Blockstack chce wymyślić internet na nowo w imię prywatności


Blockstack chce stworzyć oprogramowanie pozwalające na stworzenie swoistego wszechświata równoległego do sieci, w którym użytkownicy mają pełną kontrolę nad swoimi danymi

Blockstack ma wizję cyfrowego świata, która jest być może utopijna, ale zaraźliwa. Zachwycił się nim Albert Wenger, inwestor z Union Square Ventures, który wcześniej uwierzył w projekty Etsy i Tumblr, a który już sfinansował ten nowy start-up kwotą 4 mln dolarów, a następnie kolejnymi od nowych inwestorów.

Celem Blockstack jest doświadczenie sieci bez konieczności kompromisu w kwestii prywatności. Startup wyda swoje oprogramowanie do końca roku, aby korzystać z witryn i aplikacji stworzonych specjalnie dla tej nowej domeny za pośrednictwem wybranej przeglądarki. Ale to nie jest świat poza nim. Ludzie nadal będą mogli przeglądać strony internetowe, klikać na linki, a nawet czatować czy robić zakupy, ale zamiast konieczności zakładania konta dla każdej strony, jak to ma miejsce w przypadku Google czy Facebooka, użytkownicy stron stworzonych w systemie Blockstack będą mieli pełną kontrolę nad swoją cyfrową tożsamością lub tożsamościami. Podczas odwiedzania strony, która wymaga podania danych osobowych, decyzja o ich podaniu należy do użytkownika. Aby zatrzymać usługę, wystarczy odebrać dostęp do swoich danych i profilu.

Rethinking the Web

(Zaczerpnięte z YouTube)

Wizja Blockstack jest możliwa dzięki systemowi tożsamości zbudowanemu tak, aby był niezależny od jakiejkolwiek firmy, nawet samego startupu. Wykorzystuje on cyfrową księgę, lub blockchain, w sercu systemu monetarnego Bitcoin, aby śledzić nazwy użytkowników i związane z nimi klucze dostępu, które pozwalają osobie kontrolować własne dane i tożsamość. Seria tysięcy komputerów na całym świecie hostuje blockchain, a żaden pojedynczy podmiot go nie kontroluje.

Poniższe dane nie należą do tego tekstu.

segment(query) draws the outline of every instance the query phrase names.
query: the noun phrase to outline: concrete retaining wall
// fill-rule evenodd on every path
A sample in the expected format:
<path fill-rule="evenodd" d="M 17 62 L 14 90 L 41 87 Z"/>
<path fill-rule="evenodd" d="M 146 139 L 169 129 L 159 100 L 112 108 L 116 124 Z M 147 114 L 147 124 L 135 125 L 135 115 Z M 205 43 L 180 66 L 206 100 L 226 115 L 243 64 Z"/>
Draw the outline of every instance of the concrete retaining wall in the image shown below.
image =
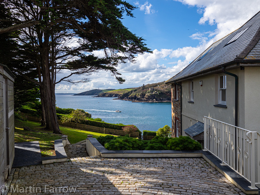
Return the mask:
<path fill-rule="evenodd" d="M 65 150 L 64 150 L 64 147 L 67 144 L 70 144 L 70 143 L 68 140 L 68 136 L 63 136 L 62 137 L 61 139 L 54 140 L 54 148 L 56 155 L 42 158 L 42 164 L 64 162 L 67 161 L 67 154 L 65 152 Z"/>

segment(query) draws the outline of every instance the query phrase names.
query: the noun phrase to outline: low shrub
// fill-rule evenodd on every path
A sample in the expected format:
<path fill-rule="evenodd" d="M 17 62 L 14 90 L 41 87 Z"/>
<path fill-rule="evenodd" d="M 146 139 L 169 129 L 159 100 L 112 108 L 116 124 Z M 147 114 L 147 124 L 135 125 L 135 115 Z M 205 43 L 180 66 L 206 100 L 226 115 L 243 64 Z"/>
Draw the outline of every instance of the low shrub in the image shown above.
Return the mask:
<path fill-rule="evenodd" d="M 146 146 L 146 142 L 126 135 L 111 139 L 105 144 L 105 147 L 108 150 L 143 150 Z"/>
<path fill-rule="evenodd" d="M 61 108 L 56 107 L 56 113 L 62 115 L 69 115 L 75 110 L 72 108 Z"/>
<path fill-rule="evenodd" d="M 160 128 L 156 132 L 156 135 L 162 137 L 168 137 L 171 131 L 170 127 L 166 125 L 162 128 Z"/>
<path fill-rule="evenodd" d="M 143 131 L 143 135 L 144 136 L 156 136 L 156 132 L 151 131 L 147 131 L 147 130 L 144 130 Z"/>
<path fill-rule="evenodd" d="M 98 137 L 97 139 L 101 145 L 104 146 L 105 143 L 108 143 L 116 137 L 113 136 L 108 135 L 106 136 L 100 136 Z"/>
<path fill-rule="evenodd" d="M 58 120 L 61 120 L 61 117 L 66 116 L 66 115 L 57 114 L 57 119 Z"/>
<path fill-rule="evenodd" d="M 168 150 L 201 150 L 198 142 L 188 136 L 180 136 L 169 139 L 167 142 Z"/>
<path fill-rule="evenodd" d="M 149 141 L 131 137 L 128 135 L 100 137 L 98 140 L 109 150 L 192 150 L 201 149 L 200 144 L 187 136 L 169 138 L 157 136 Z"/>
<path fill-rule="evenodd" d="M 125 132 L 128 135 L 130 136 L 131 134 L 139 130 L 135 125 L 129 125 L 125 126 L 122 128 L 123 131 Z"/>

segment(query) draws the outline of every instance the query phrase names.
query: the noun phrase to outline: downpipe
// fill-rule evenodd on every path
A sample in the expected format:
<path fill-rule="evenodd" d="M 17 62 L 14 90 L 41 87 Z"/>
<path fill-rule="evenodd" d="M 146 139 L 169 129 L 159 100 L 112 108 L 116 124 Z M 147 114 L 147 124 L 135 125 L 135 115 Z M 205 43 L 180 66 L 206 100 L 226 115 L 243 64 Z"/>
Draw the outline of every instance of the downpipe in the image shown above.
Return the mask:
<path fill-rule="evenodd" d="M 180 86 L 180 135 L 182 135 L 182 89 L 181 85 L 178 84 L 174 81 L 174 84 Z"/>
<path fill-rule="evenodd" d="M 238 126 L 238 77 L 236 75 L 227 72 L 225 70 L 225 68 L 221 66 L 222 72 L 224 73 L 229 75 L 235 77 L 235 126 L 236 127 Z M 237 148 L 237 143 L 236 143 L 236 128 L 235 128 L 235 148 L 236 150 Z M 236 170 L 236 158 L 237 158 L 237 154 L 236 152 L 235 152 L 235 167 Z"/>

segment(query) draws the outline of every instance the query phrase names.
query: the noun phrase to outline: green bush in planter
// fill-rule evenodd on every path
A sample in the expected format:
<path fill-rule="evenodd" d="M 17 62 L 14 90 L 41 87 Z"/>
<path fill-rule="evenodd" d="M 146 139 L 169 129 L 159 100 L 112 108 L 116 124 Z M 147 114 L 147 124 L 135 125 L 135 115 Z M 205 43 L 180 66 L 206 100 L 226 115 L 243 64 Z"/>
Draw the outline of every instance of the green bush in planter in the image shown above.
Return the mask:
<path fill-rule="evenodd" d="M 201 150 L 198 142 L 188 136 L 180 136 L 169 139 L 167 143 L 168 150 Z"/>
<path fill-rule="evenodd" d="M 105 147 L 112 150 L 143 150 L 146 144 L 145 141 L 126 135 L 117 137 L 111 140 L 105 144 Z"/>
<path fill-rule="evenodd" d="M 169 140 L 167 137 L 164 137 L 157 136 L 148 141 L 146 150 L 167 150 L 166 143 Z"/>
<path fill-rule="evenodd" d="M 146 130 L 144 130 L 143 131 L 143 135 L 144 136 L 156 136 L 156 132 L 152 131 L 147 131 Z"/>
<path fill-rule="evenodd" d="M 104 146 L 106 143 L 108 143 L 113 139 L 115 139 L 116 137 L 113 136 L 100 136 L 98 137 L 97 139 L 101 145 Z"/>

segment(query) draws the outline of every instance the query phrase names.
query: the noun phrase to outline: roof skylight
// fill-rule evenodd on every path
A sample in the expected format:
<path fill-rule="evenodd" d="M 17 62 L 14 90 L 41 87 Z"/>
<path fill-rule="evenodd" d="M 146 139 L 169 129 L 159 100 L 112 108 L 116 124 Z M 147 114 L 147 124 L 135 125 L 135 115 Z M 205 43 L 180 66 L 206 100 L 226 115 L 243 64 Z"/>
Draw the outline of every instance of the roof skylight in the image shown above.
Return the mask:
<path fill-rule="evenodd" d="M 242 35 L 243 34 L 243 33 L 245 32 L 249 28 L 249 27 L 248 27 L 245 30 L 242 30 L 242 31 L 240 32 L 239 32 L 236 35 L 235 35 L 235 37 L 234 37 L 232 39 L 231 39 L 229 41 L 228 41 L 228 43 L 226 45 L 227 45 L 228 44 L 229 44 L 230 43 L 232 43 L 232 42 L 234 41 L 235 41 L 237 39 L 239 38 L 239 37 L 240 37 L 240 36 L 241 36 L 241 35 Z"/>
<path fill-rule="evenodd" d="M 206 52 L 206 54 L 204 54 L 204 55 L 202 55 L 202 56 L 201 57 L 201 58 L 200 58 L 199 59 L 199 60 L 201 60 L 202 59 L 202 58 L 203 58 L 203 57 L 204 56 L 205 56 L 205 55 L 206 55 L 206 54 L 207 54 L 208 53 L 210 52 L 210 50 L 211 50 L 212 49 L 212 48 L 213 48 L 213 47 L 211 47 L 210 49 L 209 50 L 208 50 L 208 51 L 207 51 Z"/>

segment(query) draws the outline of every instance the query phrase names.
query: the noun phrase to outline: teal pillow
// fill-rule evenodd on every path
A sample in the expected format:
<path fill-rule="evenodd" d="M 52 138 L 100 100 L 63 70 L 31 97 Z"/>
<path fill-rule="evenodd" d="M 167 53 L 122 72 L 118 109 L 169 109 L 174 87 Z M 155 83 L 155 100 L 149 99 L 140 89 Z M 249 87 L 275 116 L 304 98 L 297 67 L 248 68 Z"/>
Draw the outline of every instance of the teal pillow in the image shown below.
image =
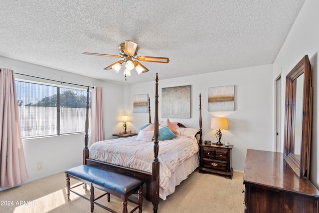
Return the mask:
<path fill-rule="evenodd" d="M 169 129 L 168 126 L 163 127 L 159 130 L 159 141 L 165 141 L 176 138 L 177 136 Z"/>
<path fill-rule="evenodd" d="M 140 130 L 143 130 L 143 129 L 145 129 L 147 126 L 150 126 L 151 124 L 152 124 L 152 123 L 147 124 L 147 125 L 144 125 L 143 127 L 141 127 L 140 129 L 139 129 L 139 132 L 140 132 Z"/>

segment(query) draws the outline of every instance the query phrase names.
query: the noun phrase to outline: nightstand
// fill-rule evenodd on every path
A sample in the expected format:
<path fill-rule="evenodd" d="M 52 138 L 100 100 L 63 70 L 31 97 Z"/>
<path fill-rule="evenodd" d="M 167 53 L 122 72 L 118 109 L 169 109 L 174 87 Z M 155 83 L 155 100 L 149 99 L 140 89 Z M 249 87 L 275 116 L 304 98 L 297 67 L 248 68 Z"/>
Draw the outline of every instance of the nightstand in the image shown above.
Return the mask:
<path fill-rule="evenodd" d="M 231 167 L 231 150 L 233 146 L 199 144 L 199 172 L 217 174 L 226 178 L 232 179 L 234 170 Z"/>
<path fill-rule="evenodd" d="M 123 134 L 123 135 L 120 135 L 119 134 L 113 134 L 112 135 L 113 136 L 116 136 L 116 137 L 118 137 L 118 138 L 127 138 L 128 137 L 132 137 L 132 136 L 134 136 L 135 135 L 138 135 L 137 133 L 131 133 L 131 134 L 129 134 L 129 133 L 126 133 L 126 134 Z"/>

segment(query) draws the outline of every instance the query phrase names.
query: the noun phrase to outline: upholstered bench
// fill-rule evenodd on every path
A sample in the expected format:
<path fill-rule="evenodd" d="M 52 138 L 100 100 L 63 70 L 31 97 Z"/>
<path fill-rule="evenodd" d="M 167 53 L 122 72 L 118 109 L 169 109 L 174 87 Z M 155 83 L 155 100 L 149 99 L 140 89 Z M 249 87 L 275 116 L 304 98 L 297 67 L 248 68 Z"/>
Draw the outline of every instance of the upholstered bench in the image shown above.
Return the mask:
<path fill-rule="evenodd" d="M 91 203 L 91 213 L 93 212 L 94 204 L 111 212 L 116 213 L 111 209 L 95 202 L 97 200 L 107 195 L 108 202 L 109 202 L 110 194 L 114 195 L 122 199 L 123 206 L 123 213 L 127 213 L 128 212 L 128 201 L 138 205 L 130 213 L 133 213 L 138 208 L 139 212 L 142 213 L 142 190 L 144 182 L 140 180 L 88 165 L 81 165 L 70 169 L 65 171 L 65 176 L 66 177 L 68 199 L 70 199 L 70 192 L 71 191 L 86 200 L 89 200 Z M 77 180 L 83 184 L 71 188 L 70 188 L 70 178 Z M 84 184 L 85 186 L 85 184 L 88 184 L 90 186 L 91 188 L 90 199 L 72 190 L 72 189 L 82 184 Z M 95 199 L 94 188 L 103 191 L 106 193 Z M 137 192 L 139 193 L 138 203 L 129 199 L 130 196 Z"/>

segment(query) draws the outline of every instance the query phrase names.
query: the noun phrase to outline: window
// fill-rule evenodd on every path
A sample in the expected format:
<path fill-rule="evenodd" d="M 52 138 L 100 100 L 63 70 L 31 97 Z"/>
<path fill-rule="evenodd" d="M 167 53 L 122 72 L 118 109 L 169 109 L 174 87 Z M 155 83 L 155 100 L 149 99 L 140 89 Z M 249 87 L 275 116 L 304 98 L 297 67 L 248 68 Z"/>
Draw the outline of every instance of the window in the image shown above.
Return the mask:
<path fill-rule="evenodd" d="M 15 85 L 22 138 L 85 131 L 86 90 L 19 81 Z"/>

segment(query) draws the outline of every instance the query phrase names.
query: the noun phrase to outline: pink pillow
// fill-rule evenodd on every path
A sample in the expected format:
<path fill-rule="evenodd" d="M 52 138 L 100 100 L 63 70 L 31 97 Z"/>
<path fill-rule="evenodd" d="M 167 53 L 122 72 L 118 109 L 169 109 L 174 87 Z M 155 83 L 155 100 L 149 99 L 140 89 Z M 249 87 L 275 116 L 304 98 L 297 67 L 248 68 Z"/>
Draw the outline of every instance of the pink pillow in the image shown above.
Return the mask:
<path fill-rule="evenodd" d="M 174 134 L 176 134 L 177 132 L 176 131 L 176 127 L 177 125 L 178 122 L 172 122 L 169 121 L 169 119 L 167 118 L 167 120 L 162 124 L 160 125 L 161 127 L 164 127 L 166 126 L 168 126 L 168 128 L 173 132 Z"/>

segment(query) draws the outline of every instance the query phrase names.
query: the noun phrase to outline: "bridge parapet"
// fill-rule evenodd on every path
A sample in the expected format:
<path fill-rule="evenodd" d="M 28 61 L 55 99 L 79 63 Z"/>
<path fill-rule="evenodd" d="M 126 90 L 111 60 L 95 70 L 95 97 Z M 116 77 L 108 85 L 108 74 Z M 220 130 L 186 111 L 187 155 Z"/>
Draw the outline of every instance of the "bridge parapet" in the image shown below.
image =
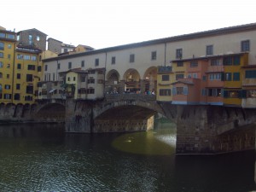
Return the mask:
<path fill-rule="evenodd" d="M 143 94 L 107 94 L 105 96 L 107 102 L 119 102 L 119 101 L 141 101 L 141 102 L 155 102 L 156 96 L 154 95 Z"/>

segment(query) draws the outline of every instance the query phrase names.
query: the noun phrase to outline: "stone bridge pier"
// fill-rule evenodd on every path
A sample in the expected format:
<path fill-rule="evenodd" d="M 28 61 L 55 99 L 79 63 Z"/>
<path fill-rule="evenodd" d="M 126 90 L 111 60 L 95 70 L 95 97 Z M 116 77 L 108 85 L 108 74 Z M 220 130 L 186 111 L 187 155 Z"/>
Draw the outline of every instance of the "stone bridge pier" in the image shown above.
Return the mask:
<path fill-rule="evenodd" d="M 107 95 L 102 101 L 66 101 L 67 132 L 139 131 L 154 128 L 154 115 L 161 110 L 155 96 Z"/>
<path fill-rule="evenodd" d="M 61 102 L 48 103 L 39 110 L 38 119 L 52 120 L 49 115 L 55 115 L 54 120 L 57 120 L 64 117 L 67 132 L 140 131 L 154 128 L 156 113 L 177 124 L 177 154 L 255 148 L 256 110 L 249 108 L 172 105 L 157 102 L 155 96 L 113 94 L 102 101 L 67 97 L 65 107 Z M 253 125 L 251 128 L 249 125 Z"/>
<path fill-rule="evenodd" d="M 160 104 L 161 105 L 161 104 Z M 161 105 L 177 124 L 176 153 L 219 154 L 255 148 L 256 110 L 218 106 Z"/>

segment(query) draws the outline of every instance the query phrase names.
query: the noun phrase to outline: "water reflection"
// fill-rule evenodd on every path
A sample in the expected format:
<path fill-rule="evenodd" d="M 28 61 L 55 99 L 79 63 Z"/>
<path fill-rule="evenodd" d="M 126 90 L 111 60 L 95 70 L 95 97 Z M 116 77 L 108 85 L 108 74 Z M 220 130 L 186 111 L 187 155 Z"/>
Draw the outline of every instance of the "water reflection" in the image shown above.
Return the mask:
<path fill-rule="evenodd" d="M 80 135 L 64 134 L 61 125 L 1 125 L 0 191 L 256 189 L 253 151 L 176 157 L 176 131 L 166 128 Z"/>

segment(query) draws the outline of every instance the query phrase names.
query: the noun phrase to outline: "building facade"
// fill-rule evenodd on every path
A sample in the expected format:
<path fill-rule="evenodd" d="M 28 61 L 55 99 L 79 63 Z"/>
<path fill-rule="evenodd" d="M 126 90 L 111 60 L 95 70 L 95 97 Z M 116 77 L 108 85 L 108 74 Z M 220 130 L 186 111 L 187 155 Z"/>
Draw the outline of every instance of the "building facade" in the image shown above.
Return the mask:
<path fill-rule="evenodd" d="M 27 29 L 17 32 L 18 45 L 46 50 L 47 35 L 38 29 Z"/>
<path fill-rule="evenodd" d="M 106 68 L 106 93 L 154 91 L 173 104 L 248 108 L 252 99 L 241 96 L 254 95 L 247 79 L 255 78 L 255 37 L 256 23 L 210 30 L 60 55 L 44 61 L 44 73 Z"/>
<path fill-rule="evenodd" d="M 0 103 L 13 102 L 16 33 L 0 29 Z"/>

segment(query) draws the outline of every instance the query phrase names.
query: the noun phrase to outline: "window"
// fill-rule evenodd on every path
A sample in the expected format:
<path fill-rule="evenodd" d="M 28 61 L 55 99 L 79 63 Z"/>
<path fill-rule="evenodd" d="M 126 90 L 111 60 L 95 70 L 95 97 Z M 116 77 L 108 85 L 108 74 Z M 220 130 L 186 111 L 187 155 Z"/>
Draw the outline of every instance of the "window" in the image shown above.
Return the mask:
<path fill-rule="evenodd" d="M 234 61 L 233 61 L 234 66 L 239 66 L 240 65 L 240 55 L 236 55 L 234 56 Z"/>
<path fill-rule="evenodd" d="M 103 84 L 103 79 L 98 79 L 98 84 Z"/>
<path fill-rule="evenodd" d="M 99 59 L 95 59 L 95 66 L 99 66 Z"/>
<path fill-rule="evenodd" d="M 111 64 L 112 64 L 112 65 L 115 64 L 115 56 L 113 56 L 113 57 L 111 58 Z"/>
<path fill-rule="evenodd" d="M 225 98 L 238 98 L 240 96 L 239 90 L 224 90 L 224 97 Z"/>
<path fill-rule="evenodd" d="M 20 100 L 20 94 L 19 93 L 15 93 L 15 100 Z"/>
<path fill-rule="evenodd" d="M 27 65 L 27 70 L 34 71 L 36 69 L 36 67 L 34 65 Z"/>
<path fill-rule="evenodd" d="M 4 49 L 4 44 L 0 42 L 0 49 L 3 50 Z"/>
<path fill-rule="evenodd" d="M 213 55 L 213 45 L 207 45 L 207 55 Z"/>
<path fill-rule="evenodd" d="M 23 59 L 23 55 L 22 54 L 18 54 L 17 55 L 17 59 L 18 60 L 22 60 Z"/>
<path fill-rule="evenodd" d="M 30 60 L 30 55 L 24 55 L 23 59 L 24 59 L 24 60 Z"/>
<path fill-rule="evenodd" d="M 221 79 L 221 73 L 210 73 L 209 74 L 210 80 L 220 80 Z"/>
<path fill-rule="evenodd" d="M 233 73 L 233 81 L 240 81 L 240 73 Z"/>
<path fill-rule="evenodd" d="M 31 85 L 26 86 L 26 93 L 33 94 L 33 86 Z"/>
<path fill-rule="evenodd" d="M 26 74 L 26 82 L 32 82 L 33 76 L 32 74 Z"/>
<path fill-rule="evenodd" d="M 170 89 L 160 89 L 159 95 L 160 96 L 171 96 L 171 90 Z"/>
<path fill-rule="evenodd" d="M 170 79 L 169 75 L 162 75 L 162 81 L 168 81 Z"/>
<path fill-rule="evenodd" d="M 221 66 L 221 60 L 220 59 L 211 60 L 211 66 Z"/>
<path fill-rule="evenodd" d="M 176 94 L 177 95 L 183 95 L 183 87 L 176 87 Z"/>
<path fill-rule="evenodd" d="M 134 58 L 135 58 L 134 54 L 131 54 L 130 55 L 130 62 L 134 62 Z"/>
<path fill-rule="evenodd" d="M 221 96 L 221 89 L 208 89 L 208 96 Z"/>
<path fill-rule="evenodd" d="M 10 85 L 9 84 L 5 84 L 4 89 L 5 90 L 10 90 Z"/>
<path fill-rule="evenodd" d="M 193 78 L 197 79 L 197 73 L 193 73 Z"/>
<path fill-rule="evenodd" d="M 156 51 L 151 52 L 151 60 L 156 60 Z"/>
<path fill-rule="evenodd" d="M 183 79 L 184 78 L 184 74 L 176 74 L 175 75 L 175 79 L 178 80 L 179 79 Z"/>
<path fill-rule="evenodd" d="M 94 89 L 93 88 L 89 88 L 88 90 L 87 90 L 87 93 L 88 94 L 94 94 Z"/>
<path fill-rule="evenodd" d="M 176 49 L 176 59 L 182 59 L 183 58 L 183 49 Z"/>
<path fill-rule="evenodd" d="M 4 94 L 3 98 L 4 99 L 11 99 L 12 98 L 12 94 Z"/>
<path fill-rule="evenodd" d="M 197 61 L 190 61 L 190 67 L 196 67 L 198 66 Z"/>
<path fill-rule="evenodd" d="M 85 82 L 86 78 L 85 77 L 81 77 L 81 82 Z"/>
<path fill-rule="evenodd" d="M 246 79 L 256 79 L 256 70 L 246 71 Z"/>
<path fill-rule="evenodd" d="M 207 90 L 206 89 L 201 89 L 201 96 L 207 96 Z"/>
<path fill-rule="evenodd" d="M 7 38 L 11 38 L 11 39 L 15 39 L 15 36 L 13 34 L 7 34 Z"/>
<path fill-rule="evenodd" d="M 241 51 L 250 51 L 250 40 L 245 40 L 241 42 Z"/>
<path fill-rule="evenodd" d="M 32 61 L 37 61 L 37 56 L 32 55 L 32 56 L 31 56 L 31 60 L 32 60 Z"/>
<path fill-rule="evenodd" d="M 89 79 L 87 80 L 87 84 L 94 84 L 95 83 L 95 79 Z"/>
<path fill-rule="evenodd" d="M 226 56 L 223 59 L 223 64 L 224 66 L 230 66 L 232 65 L 232 56 Z"/>
<path fill-rule="evenodd" d="M 183 61 L 177 62 L 177 67 L 183 67 Z"/>
<path fill-rule="evenodd" d="M 247 90 L 248 98 L 256 98 L 256 90 Z"/>
<path fill-rule="evenodd" d="M 232 80 L 232 73 L 225 73 L 225 80 L 226 80 L 226 81 L 230 81 L 230 80 Z"/>

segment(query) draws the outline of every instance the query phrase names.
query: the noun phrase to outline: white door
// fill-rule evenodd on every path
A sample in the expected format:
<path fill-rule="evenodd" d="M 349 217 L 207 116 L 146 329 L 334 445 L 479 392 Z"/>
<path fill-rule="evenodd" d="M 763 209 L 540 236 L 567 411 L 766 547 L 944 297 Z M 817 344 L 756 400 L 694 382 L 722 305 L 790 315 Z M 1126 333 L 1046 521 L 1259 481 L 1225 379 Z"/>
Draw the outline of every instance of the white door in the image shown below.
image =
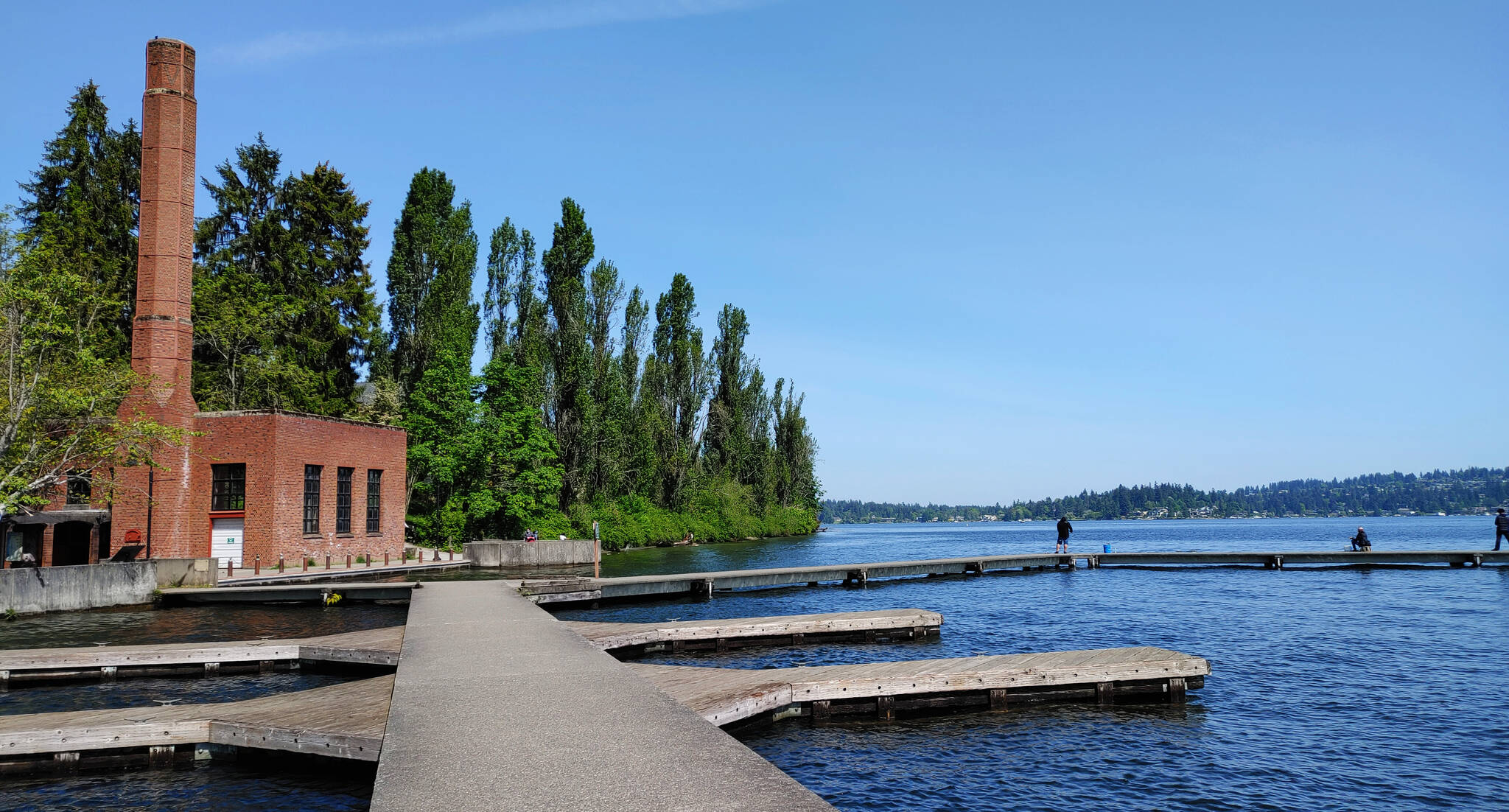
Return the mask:
<path fill-rule="evenodd" d="M 210 557 L 220 561 L 232 561 L 241 566 L 241 540 L 246 534 L 246 519 L 214 519 L 210 531 Z"/>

System Blockstack wykorzystuje blockchain do rejestracji nazw domen, co w przełożeniu na inne terminy oznacza, że nie ma potrzeby tworzenia odpowiednika ICANN, organu, który obecnie przydziela adresy IP i zarządza systemem ogólnych nazw domen najwyższego poziomu.


Władza dla użytkowników

Działanie systemu opracowanego przez Blockstack wydaje się na pierwszy rzut oka skomplikowane, ale Ryan Shea, jeden z twórców, argumentuje, że niskopoziomowe cechy w projektowaniu stron internetowych, takie jak brak wbudowanego systemu tożsamości, leżą u podstaw wielu problemów, takich jak przytłaczająca władza wielkich korporacji. Shea jest przekonany, że firmy nadal będą w stanie generować zyski na nowej platformie, ale władza będzie się przesuwać coraz bardziej w kierunku użytkowników. Microsoft już pracuje z Blockstack, aby zobaczyć, jak mogą wykorzystać ten system na swoich platformach.


Decentralizacja sieci

Tim Berners-Lee, osoba, która stworzyła sieć, powiedział niedawno coś podobnego: musimy wrócić do decentralizacji sieci, aby lepiej służyć użytkownikom i społeczeństwu. Berners-Lee niedawno zarejestrował się na platformie Blockstack jako timblee.id i pracuje nad własnym projektem decentralizacji sieci na MIT Boston o nazwie SOLID. Brewster Kahle, założyciel Internet Archive, był gospodarzem pierwszej dużej konferencji na temat decentralizacji sieci latem ubiegłego roku i jest optymistą, że wyzwania stawiane przez projekt zostaną ostatecznie pokonane. Coraz więcej użytkowników zadaje pytania dotyczące prywatności, a Kahle mówi: "Wielu z nas jest dziś zależnych od sieci, ale to 20-letnia technologia, która pokazuje swój wiek."

Niektóre z filmów w tej sekcji zostały pobrane z Internetu, więc są uważane za będące w domenie publicznej. Jeśli osoby występujące w tych filmach lub autorzy mają jakiekolwiek zastrzeżenia do ich publikacji, wystarczy poprosić o ich usunięcie, wysyłając e-mail na adres: [email protected]. Usuniemy ten film tak szybko, jak to możliwe.